We can also reduce them.

vi.foldLeft(0)(_+_)
// res8: Int = 15
vi.reduce(_+_)
// res9: Int = 15
vi.sum
// res10: Int = 15

Note that map and reduce are higher-order functions (HoFs), since they accept a function as an argument.

Writing functions

Here's a simple definition of a log-factorial function.

def logFact(n: Int): Double =
  (1 to n).map(_.toDouble).map(math.log).sum
  
logFact(3)
// res11: Double = 1.791759469228055
logFact(10)
// res12: Double = 15.104412573075518
logFact(100000)
// res13: Double = 1051299.2218991187

This requires creating a collection of size n, which might not be desirable.
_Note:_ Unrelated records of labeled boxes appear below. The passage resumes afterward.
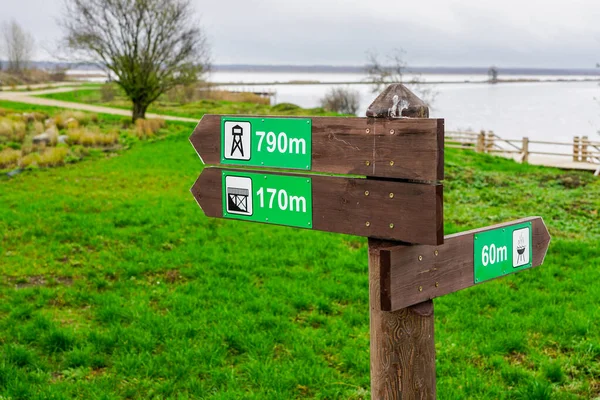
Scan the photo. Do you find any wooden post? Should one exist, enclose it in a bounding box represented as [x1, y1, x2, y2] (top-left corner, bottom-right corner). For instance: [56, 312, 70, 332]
[475, 131, 485, 153]
[521, 137, 529, 164]
[485, 131, 494, 153]
[580, 136, 590, 162]
[367, 84, 436, 400]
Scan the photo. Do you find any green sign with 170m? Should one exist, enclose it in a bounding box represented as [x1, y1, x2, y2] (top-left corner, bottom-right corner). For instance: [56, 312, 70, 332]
[221, 117, 312, 170]
[473, 222, 533, 283]
[222, 171, 312, 229]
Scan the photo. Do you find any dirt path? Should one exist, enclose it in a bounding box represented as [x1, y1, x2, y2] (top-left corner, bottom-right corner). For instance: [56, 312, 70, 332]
[0, 87, 198, 122]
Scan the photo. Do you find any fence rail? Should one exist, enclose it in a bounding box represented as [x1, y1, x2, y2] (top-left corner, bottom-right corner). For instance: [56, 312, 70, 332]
[445, 131, 600, 175]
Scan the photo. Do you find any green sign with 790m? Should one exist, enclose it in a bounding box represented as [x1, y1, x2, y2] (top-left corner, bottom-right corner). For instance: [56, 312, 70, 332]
[473, 222, 532, 283]
[222, 171, 312, 229]
[221, 117, 312, 170]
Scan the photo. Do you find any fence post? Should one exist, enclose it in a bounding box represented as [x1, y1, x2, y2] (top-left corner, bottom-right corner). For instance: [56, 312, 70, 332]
[475, 131, 485, 153]
[367, 84, 436, 400]
[580, 136, 590, 162]
[521, 137, 529, 164]
[485, 131, 494, 153]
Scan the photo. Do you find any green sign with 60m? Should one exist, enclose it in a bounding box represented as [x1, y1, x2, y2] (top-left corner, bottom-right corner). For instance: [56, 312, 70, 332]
[222, 171, 312, 229]
[473, 222, 533, 283]
[221, 117, 312, 170]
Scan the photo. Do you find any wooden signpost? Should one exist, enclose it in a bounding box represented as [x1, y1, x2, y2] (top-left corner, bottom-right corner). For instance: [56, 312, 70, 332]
[190, 84, 550, 399]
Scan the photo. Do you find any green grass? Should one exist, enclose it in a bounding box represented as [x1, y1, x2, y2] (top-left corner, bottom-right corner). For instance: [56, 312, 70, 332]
[0, 100, 600, 399]
[39, 87, 338, 119]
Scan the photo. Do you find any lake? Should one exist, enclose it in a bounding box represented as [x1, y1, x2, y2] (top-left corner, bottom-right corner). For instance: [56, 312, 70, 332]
[210, 71, 600, 151]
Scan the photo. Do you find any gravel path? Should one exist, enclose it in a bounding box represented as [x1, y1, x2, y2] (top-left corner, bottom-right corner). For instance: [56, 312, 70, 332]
[0, 87, 198, 122]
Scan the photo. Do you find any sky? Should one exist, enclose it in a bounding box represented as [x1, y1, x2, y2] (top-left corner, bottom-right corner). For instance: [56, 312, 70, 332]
[0, 0, 600, 68]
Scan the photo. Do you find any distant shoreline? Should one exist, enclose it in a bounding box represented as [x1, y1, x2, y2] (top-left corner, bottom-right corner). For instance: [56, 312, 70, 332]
[209, 78, 600, 86]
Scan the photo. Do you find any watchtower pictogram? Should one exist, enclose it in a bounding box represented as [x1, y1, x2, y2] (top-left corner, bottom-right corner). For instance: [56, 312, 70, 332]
[230, 125, 244, 157]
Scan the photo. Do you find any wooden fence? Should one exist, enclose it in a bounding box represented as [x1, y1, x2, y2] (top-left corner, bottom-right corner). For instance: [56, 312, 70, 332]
[446, 131, 600, 175]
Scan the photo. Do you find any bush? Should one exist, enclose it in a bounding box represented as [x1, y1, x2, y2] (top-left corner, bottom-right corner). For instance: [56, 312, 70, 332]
[321, 87, 360, 115]
[100, 83, 117, 103]
[135, 119, 166, 138]
[38, 147, 69, 167]
[67, 128, 119, 147]
[53, 111, 98, 129]
[0, 149, 21, 168]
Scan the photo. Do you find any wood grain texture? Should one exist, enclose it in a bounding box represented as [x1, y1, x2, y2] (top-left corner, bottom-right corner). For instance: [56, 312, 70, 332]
[190, 115, 444, 181]
[367, 85, 436, 400]
[367, 83, 429, 118]
[380, 217, 550, 311]
[191, 168, 443, 244]
[369, 239, 436, 400]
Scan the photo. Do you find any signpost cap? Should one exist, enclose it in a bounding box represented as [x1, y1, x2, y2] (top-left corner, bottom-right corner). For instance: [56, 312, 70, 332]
[367, 83, 429, 118]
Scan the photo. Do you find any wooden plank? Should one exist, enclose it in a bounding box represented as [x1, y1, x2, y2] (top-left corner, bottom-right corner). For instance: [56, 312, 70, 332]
[191, 168, 443, 244]
[367, 84, 436, 399]
[369, 238, 436, 399]
[190, 115, 444, 181]
[381, 217, 550, 311]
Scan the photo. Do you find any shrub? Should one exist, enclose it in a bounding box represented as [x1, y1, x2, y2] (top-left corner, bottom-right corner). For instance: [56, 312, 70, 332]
[0, 118, 27, 142]
[38, 147, 69, 167]
[33, 121, 46, 135]
[0, 120, 12, 139]
[135, 119, 166, 138]
[53, 111, 98, 129]
[0, 149, 21, 168]
[321, 87, 360, 115]
[100, 83, 117, 103]
[67, 128, 119, 147]
[19, 153, 40, 168]
[273, 103, 300, 112]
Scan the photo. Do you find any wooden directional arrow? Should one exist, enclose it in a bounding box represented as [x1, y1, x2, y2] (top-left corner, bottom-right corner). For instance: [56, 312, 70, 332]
[190, 115, 444, 181]
[191, 168, 443, 244]
[380, 217, 550, 311]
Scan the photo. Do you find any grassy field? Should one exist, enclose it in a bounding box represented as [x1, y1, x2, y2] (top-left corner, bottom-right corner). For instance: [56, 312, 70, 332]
[40, 87, 338, 119]
[0, 103, 600, 400]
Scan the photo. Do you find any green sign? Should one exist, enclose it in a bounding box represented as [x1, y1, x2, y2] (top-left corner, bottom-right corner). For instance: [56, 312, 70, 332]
[473, 222, 533, 283]
[222, 171, 312, 229]
[221, 117, 312, 170]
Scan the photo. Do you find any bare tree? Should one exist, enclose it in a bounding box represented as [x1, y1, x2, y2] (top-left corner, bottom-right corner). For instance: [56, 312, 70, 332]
[321, 87, 360, 115]
[365, 49, 438, 108]
[2, 20, 34, 74]
[61, 0, 210, 121]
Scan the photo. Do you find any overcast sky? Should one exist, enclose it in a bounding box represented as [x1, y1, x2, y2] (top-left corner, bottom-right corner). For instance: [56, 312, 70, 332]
[0, 0, 600, 68]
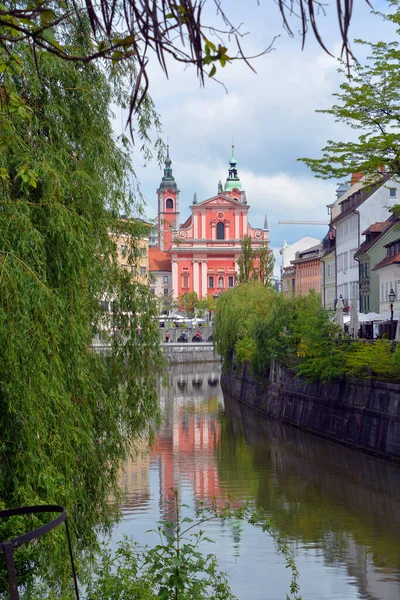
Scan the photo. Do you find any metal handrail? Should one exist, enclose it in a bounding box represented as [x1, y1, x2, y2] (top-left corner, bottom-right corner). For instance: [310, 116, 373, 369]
[0, 504, 79, 600]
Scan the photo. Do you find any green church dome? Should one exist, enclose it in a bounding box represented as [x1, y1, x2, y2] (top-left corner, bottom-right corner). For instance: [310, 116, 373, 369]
[224, 146, 243, 192]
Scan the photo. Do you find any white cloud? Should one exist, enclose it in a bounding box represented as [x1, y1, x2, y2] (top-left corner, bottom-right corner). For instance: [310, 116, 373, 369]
[129, 0, 396, 247]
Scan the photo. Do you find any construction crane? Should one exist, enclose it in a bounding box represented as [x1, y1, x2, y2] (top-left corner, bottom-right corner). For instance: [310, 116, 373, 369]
[278, 221, 329, 225]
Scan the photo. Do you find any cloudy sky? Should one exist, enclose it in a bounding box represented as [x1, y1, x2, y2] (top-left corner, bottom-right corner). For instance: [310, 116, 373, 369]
[117, 0, 395, 270]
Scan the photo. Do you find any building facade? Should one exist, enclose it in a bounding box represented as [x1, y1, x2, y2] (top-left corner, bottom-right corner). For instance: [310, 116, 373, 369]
[157, 151, 269, 298]
[149, 248, 172, 298]
[330, 174, 400, 306]
[292, 244, 321, 296]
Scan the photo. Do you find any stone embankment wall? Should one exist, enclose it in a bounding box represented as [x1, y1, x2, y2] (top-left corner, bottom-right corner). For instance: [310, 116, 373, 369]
[221, 363, 400, 462]
[163, 343, 220, 364]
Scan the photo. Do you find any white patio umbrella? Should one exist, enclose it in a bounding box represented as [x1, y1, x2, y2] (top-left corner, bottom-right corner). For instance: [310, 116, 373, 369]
[335, 298, 344, 329]
[349, 298, 360, 340]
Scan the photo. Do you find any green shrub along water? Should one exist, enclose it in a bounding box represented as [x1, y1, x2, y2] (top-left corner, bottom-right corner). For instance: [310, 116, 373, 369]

We will use the log-factorial function to explore the use of recursion instead of more imperative looping constructs.

Recursive functions

def logFactR(n: Int): Double =
  if (n <= 1) 0.0 else
  math.log(n) + logFactR(n - 1)

logFactR(3)
// res14: Double = 1.791759469228055
logFactR(10)
// res15: Double = 15.104412573075518

This function is recursive, but not tail-recursive since the result of the recursive call (logFactR(n - 1)) is modified before the correct value is returned. So, although it doesn't consume heap space, it consumes stack space, which is worse. That is, this function will stack-overflow if evaluated at a large enough input value.

logFactR(100000)
// java.lang.StackOverflowError

Tail-recursive functions

@annotation.tailrec
final def logFactTR(n: Int, acc: Double = 0.0): Double =
  if (n <= 1) acc else
  logFactTR(n - 1, math.log(n) + acc)
  
logFactTR(3)
// res16: Double = 1.791759469228055
logFactTR(10)
// res17: Double = 15.104412573075514
logFactTR(100000)
// res18: Double = 1051299.221899134

This version consumes neither heap nor stack space. The tailrec annotation is optional, but is useful, since it forces the compiler to flag an error if there is some reason why the tail call elimination can not be performed (eg. here, the method needed to be decalared final so it could not be over-ridden).

Helper functions

The previous example made use of the fact that Scala has optional arguments with default values. Even if this wasn't the case, we could acheive the same thing by embedding the two-argument version as a private function inside the one-argument version.

def logFactTRH(n: Int): Double =
  def go(n: Int, acc: Double): Double =
    if (n <= 1) acc else
    go(n - 1, math.log(n) + acc)
  go(n, 0.0)
  
logFactTRH(3)
// res19: Double = 1.791759469228055
logFactTRH(10)
// res20: Double = 15.104412573075514
logFactTRH(100000)
// res21: Double = 1051299.221899134

Curried functions

Sometimes we want to partially apply a function by providing some of the arguments. We can flag this by grouping them.

def linFun(m: Double, c: Double)(x: Double): Double =
  m*x + c

val f = linFun(2, 3)
// f: Function1[Double, Double] = repl.MdocSession$MdocApp$$Lambda$8192/0x0000000802165e08@36ff03be

f(0)
// res22: Double = 3.0
f(1)
// res23: Double = 5.0
f(2)
// res24: Double = 7.0

Since the output of the partial call is a function, this is another example of a HoF.